To life. Make it a good one.

Life. What’s it all about? Well I’ll be damned if I know. The idea that someone as good as Rosie, as well-loved as Rosie, as fantastic as Rosie could be plucked from this world at the mere age of 38 is just unfathomable. I’ve always taken the view that it’s up to you to make your life count and make of it what you will. You’re a long time dead so make your mark while you’re here. Well Rosie most certainly did that.

For a few nights in a row now Natalie has asked me to tell her stories about her mummy. I take it as a healthy sign that she’s wanting to ask and hear about mummy. For me this throws up a confusing mix of emotions. Of course I have some wonderful memories and I want nothing more than to share them with my darling daughter. But at the same time it is painful to relate these stories because I know that I’ll never again be able to create new memories with Rosie. And yet I am also delighted that Natalie can ask me to do this for her. My biggest fear is that through the loss of their mother Natalie and Joseph’s lives are going to be blighted in some way, that they won’t achieve their potential and that I’ll be responsible. By talking, I know that Natalie is helping herself to deal with this crappy situation and hopefully as the years roll by she’ll become the woman she was always destined to be.

It is absolutely true to say that Natalie, Joseph and I have a lifetime of memories to create together and I hope for their sake, if not for mine, that there are many years if not decades of those to come. But sitting here, writing this just three weeks since Rosie left us, I can’t begin to imagine how I’ll get through. I know I will. I must. I owe it to Joseph and Natalie and I most certainly owe it to Rosie. She’d be furious if I didn’t.

I’d be lying if I hadn’t contemplated life without Rosie. Since we received the awful news in June last year there have been times when I’ve done nothing but think about life without her. And then there were numerous nights in December and January when we held each other and cried. Words were pointless. We both knew where this was going to end. We knew that. And we planned for it. But all the plans can’t deal with the pain.

Today as I stood in our kitchen I noticed a few roses blooming. So I took a photo. It doesn’t make me feel any better but I know Rosie would have loved it. So here it is. For you Ro.




6 thoughts on “To life. Make it a good one.

  1. Elliot, I wish there was some way we could make this time easier for you and your family. Thank you for continuing with Rosie’s blog, it’s like a piece of her lives on.
    I hope that time helps you to remember Rosie without pain.
    Thinking of you
    (Daniele from YBCN)

    Liked by 1 person

  2. Thank you for your honest outpouring and it breaks my heart to hear your pain but your children will be all they are meant to be without a doubt – makes me realise I so need to move forwards and let go of a broken marriage and accept the inevitable to sign papers and be strong for my children. Life can be so cruel but as you say you are dead a long time. Keep the memories alive …. Having been through chemo/rad it is no consolation, but how precious to go through it with someone, I was left on my own.
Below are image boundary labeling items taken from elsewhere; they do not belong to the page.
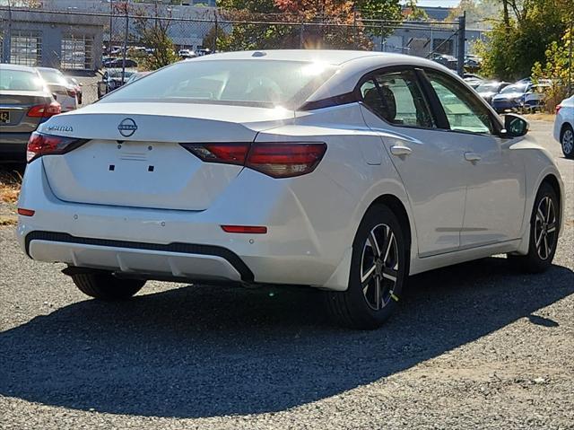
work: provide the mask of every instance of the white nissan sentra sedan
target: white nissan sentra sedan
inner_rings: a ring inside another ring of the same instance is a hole
[[[409,275],[551,265],[562,182],[527,129],[414,57],[206,56],[42,124],[18,236],[98,299],[148,279],[309,285],[373,329]]]

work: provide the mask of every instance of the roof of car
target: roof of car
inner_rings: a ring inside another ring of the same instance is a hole
[[[4,70],[22,70],[22,72],[30,72],[36,73],[36,69],[34,67],[30,67],[28,66],[20,66],[20,65],[7,65],[7,64],[0,64],[0,68]]]
[[[248,59],[265,58],[269,60],[284,61],[312,61],[323,62],[332,65],[342,65],[344,63],[364,57],[378,57],[390,61],[400,60],[404,63],[416,63],[417,59],[422,58],[406,56],[402,54],[390,54],[378,51],[356,51],[356,50],[335,50],[335,49],[261,49],[251,51],[222,52],[204,56],[201,61],[211,60],[229,60],[229,59]],[[424,60],[423,61],[428,61]]]
[[[57,73],[62,73],[60,72],[58,69],[56,69],[54,67],[36,67],[38,70],[45,70],[45,71],[54,71],[54,72],[57,72]]]
[[[308,101],[314,101],[353,91],[359,79],[373,70],[396,66],[408,66],[441,70],[455,75],[444,66],[421,57],[390,54],[377,51],[328,50],[328,49],[263,49],[212,54],[182,63],[197,61],[222,61],[251,59],[253,61],[283,60],[326,63],[339,68],[328,81],[311,95]],[[455,77],[455,79],[462,79]]]

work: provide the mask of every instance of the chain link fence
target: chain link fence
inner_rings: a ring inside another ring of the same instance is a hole
[[[359,13],[309,17],[113,1],[84,9],[83,2],[71,4],[76,5],[0,7],[2,61],[87,71],[123,66],[124,57],[128,66],[144,68],[153,64],[149,57],[161,66],[216,51],[375,49],[432,58],[461,72],[465,44],[483,37],[469,34],[464,20],[366,20]]]

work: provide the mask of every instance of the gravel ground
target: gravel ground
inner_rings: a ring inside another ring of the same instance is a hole
[[[552,124],[533,135],[574,196]],[[555,265],[504,258],[413,277],[371,332],[320,294],[150,283],[87,300],[0,228],[0,428],[574,428],[574,206]]]

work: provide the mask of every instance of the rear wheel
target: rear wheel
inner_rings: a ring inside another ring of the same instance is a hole
[[[560,203],[554,189],[543,183],[536,195],[530,218],[530,243],[526,255],[509,255],[517,268],[527,273],[540,273],[552,263],[558,244]]]
[[[396,216],[384,206],[372,207],[352,244],[347,290],[326,293],[329,312],[345,327],[380,327],[396,307],[407,267],[404,232]]]
[[[145,284],[139,279],[119,279],[104,271],[75,273],[71,276],[82,293],[108,302],[129,299]]]
[[[570,124],[566,124],[561,133],[560,143],[566,158],[574,158],[574,130]]]

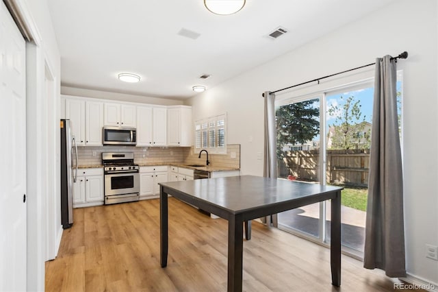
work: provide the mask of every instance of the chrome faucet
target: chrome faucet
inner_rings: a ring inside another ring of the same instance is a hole
[[[207,154],[207,165],[208,165],[210,164],[210,162],[208,160],[208,152],[207,151],[207,150],[205,150],[205,149],[201,150],[201,151],[199,151],[199,156],[198,156],[198,158],[201,158],[201,154],[203,153],[203,151],[204,151]]]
  3. From a total stranger who’s read Rosie’s blog, sounds to me like you are managing unbeliebably well and Rosie would be immensely proud. There’s no right or wrong in how you move forward or what you should say to your children. Take each day as it comes. As Natalie grows and matures, Rosie’s friends and family can also share stories of her mum with her and fill in blanks of memories that are shared with other people. She will reach her potential as she’s got a loving father, brother and close extended family who will support you through the challenging years. Be strong and continue as you are. Never doubt how strong you are and how much wisdom Rosie has left you with.


  4. Elliot

    From a complete stranger… From the bottom of my heart I pray God gives you and your children patience and strength. Also, he eases the pain.

    I have been following Rosies blog and each time I read it, my heart melted. So elegantly written and so poised… Wow!
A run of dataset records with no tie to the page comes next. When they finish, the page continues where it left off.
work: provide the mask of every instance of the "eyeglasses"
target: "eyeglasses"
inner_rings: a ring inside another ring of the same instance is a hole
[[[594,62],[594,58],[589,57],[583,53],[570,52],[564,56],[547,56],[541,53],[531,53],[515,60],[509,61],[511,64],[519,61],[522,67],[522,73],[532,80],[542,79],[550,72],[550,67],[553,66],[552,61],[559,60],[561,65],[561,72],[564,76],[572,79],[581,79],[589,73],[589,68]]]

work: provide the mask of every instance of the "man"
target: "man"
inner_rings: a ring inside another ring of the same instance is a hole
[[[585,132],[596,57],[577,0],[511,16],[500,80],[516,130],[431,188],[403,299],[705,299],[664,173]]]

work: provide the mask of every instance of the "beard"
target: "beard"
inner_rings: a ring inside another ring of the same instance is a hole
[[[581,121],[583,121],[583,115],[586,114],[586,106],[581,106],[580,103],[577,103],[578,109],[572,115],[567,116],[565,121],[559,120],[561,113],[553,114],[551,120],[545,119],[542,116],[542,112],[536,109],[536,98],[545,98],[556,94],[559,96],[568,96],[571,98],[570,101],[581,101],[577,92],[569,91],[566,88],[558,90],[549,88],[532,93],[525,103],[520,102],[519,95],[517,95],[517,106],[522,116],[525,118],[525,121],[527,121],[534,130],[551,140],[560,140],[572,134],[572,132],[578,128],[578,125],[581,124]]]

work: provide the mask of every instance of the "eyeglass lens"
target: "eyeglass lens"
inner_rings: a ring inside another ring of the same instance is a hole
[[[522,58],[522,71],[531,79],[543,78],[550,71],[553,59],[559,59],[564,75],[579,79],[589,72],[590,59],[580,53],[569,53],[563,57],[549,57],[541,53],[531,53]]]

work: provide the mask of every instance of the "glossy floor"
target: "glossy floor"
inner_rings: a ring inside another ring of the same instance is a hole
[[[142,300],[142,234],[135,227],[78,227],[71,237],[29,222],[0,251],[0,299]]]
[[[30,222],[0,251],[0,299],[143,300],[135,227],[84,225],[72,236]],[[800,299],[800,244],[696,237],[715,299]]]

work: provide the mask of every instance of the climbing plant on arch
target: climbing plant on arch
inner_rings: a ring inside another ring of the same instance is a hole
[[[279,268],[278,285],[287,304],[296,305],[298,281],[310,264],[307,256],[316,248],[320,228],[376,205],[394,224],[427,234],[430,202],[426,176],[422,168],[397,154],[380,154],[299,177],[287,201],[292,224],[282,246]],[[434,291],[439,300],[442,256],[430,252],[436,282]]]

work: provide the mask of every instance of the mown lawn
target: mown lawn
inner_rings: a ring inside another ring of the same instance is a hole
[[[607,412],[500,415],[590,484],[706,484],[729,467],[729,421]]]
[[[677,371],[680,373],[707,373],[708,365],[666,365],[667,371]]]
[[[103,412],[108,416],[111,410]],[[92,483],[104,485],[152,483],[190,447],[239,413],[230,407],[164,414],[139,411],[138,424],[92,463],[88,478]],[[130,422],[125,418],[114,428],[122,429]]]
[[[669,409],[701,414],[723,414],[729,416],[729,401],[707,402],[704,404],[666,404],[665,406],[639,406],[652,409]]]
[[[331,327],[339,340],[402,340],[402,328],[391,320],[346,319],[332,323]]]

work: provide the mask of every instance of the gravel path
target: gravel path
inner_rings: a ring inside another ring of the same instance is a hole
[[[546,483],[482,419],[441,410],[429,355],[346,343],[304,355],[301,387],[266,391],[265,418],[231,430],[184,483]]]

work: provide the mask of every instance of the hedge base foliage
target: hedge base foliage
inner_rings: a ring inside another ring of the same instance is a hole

    Carry on dude! You write well too…!


    A big Rosie fan


  5. I didn’t know Rosie. I did read her blog and I followed the heartbreaking updates until the final sad news arrived.
    My heart goes out to you and the children, and I hope that keeping this blog alive provides you with the outlet you need to release some of the pain, whilst keeping Rosie’s memory alive. I lost one of my parents at a very young age too. But I, as opposed to Natalie, could never speak about it. In hindsight, as an adult, I wish I did, as it would have kept the memory alive. I cant begin to imagine how hard it is, but keeping the memory and the spirit of Rosie alive for your children will undoubtably help you all deal with the difficult days ahead. You’ve been in my thoughts since I first read Rosie’s blog. May her beautiful soul rest in peace.


  6. Elliot, thank you for your candor and for sharing your grief with us in the public realm. I’m hoping that writing about your and your family’s loss will help you cope. Your children will turn out well because they have such a loving father. You will also keep Rosie’s memory alive for your children. Very poignant post.